I’ve been listening to Blondie lately. It’s… getting strange. I keep realizing songs I always knew, that were never written or performed by anyone in particular, were written and performed by someone. The most recent oddity is that I found one of the weird songs — the four songs that keep looping — in GTA3 was by Deborah Harry. She’s everywhere! And I discovered that the song was about cocaine. Which seems about right.
Thing is. I kind of wish there were a search engine for memories. There’s this one tune that keeps coming to mind, that played this one time I was… Well. For context —
In the mid-late ’80s, often my father would pick me up after school then — instead of taking me home, because he didn’t trust me not to accidentally burn down the house — he’d drag me with him to various college libraries, to sit around and amuse myself for six or eight hours a day while he researched things. Occasionally he’d drop me off in the Auburn mall — one of only a couple real malls-as-such in Maine at the time, and close by the Bates campus. Which meant I’d be, you know, eleven years old, stranded in a mall until closing. He’d usually give me ten dollars or so to get some pizza or whatever.
There was a Papa Gino’s at the mall, that I really liked. Their pizza was better than any of the local rural pizza place pizza — faux sicilian and all — and they had root beer! And right across the mall-hall was an arcade. The arcade had stuff like Rolling Thunder and Double Dragon and OutRun (the moving cabinet). You remember when every time you went into an arcade there was something new and amazing and creative. Instead of just light gun games and music games and fighters and racing games. They got all this stuff pretty on-time.

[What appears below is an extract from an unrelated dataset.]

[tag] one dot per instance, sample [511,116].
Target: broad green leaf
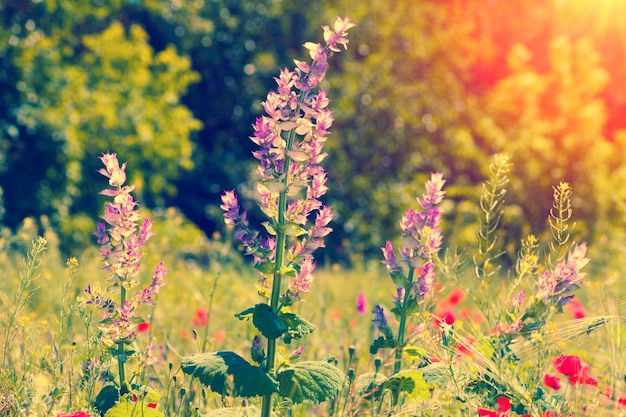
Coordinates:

It was pretty special. Especially considering the small town I came from. And right across from a pizza place! So. I have these weird memories of that phase in my life. One of those was a certain day when I was way in the back of the Papa Gino’s, in what was once the smoking section, then was the non-smoking section, then when they got rid of smoking in restaurants (happened a long time ago in Maine), was just a neat little red-brick nook. Atmosphere. Darker. Cozier. And they had the sound system going. Playing… ’80s mall pizza shop stuff.
There was this one piece that kept playing over and over, that was… incredibly depressing. I’ve a vague melody of part of the chorus in my head. And I think the song might have been about children dying. In a sad-sounding ’80s pop female vocal. And I was just sitting there on my own, in a dark room, with this playing at me. I mean, I could have gone elsewhere. It’s just, that’s where I was.
And that song, it’s… in my head. It’s been in my head for maybe close to twenty years now, and I associate it with that arcade, and with Papa Gino’s, and with new NES and SMS and Genesis games that you know absolutely nothing about except what you can read on the back of the box when you ask the Kay-Bee clerk to let you look at it. And that whole era, when you could walk into an arcade and be faced with a Double Dragon or a Rastan. And being left there alone amidst it all.
I don’t know how to track down that song, in practical terms. I just kind of keep hoping I’ll stumble across it somehow, the way I keep stumbling across these things while listening to Blondie. To that extent, I’ve ordered some Cyndi Lauper. Probably not it. Still, same era.
Also, the Goonies NES game — which was never actually released over here for some reason, though it was released in the arcades here — was in the arcade there. And for some reason I was obsessed with that game. I thought it was one of the coolest things ever. And there again: Cyndi Lauper.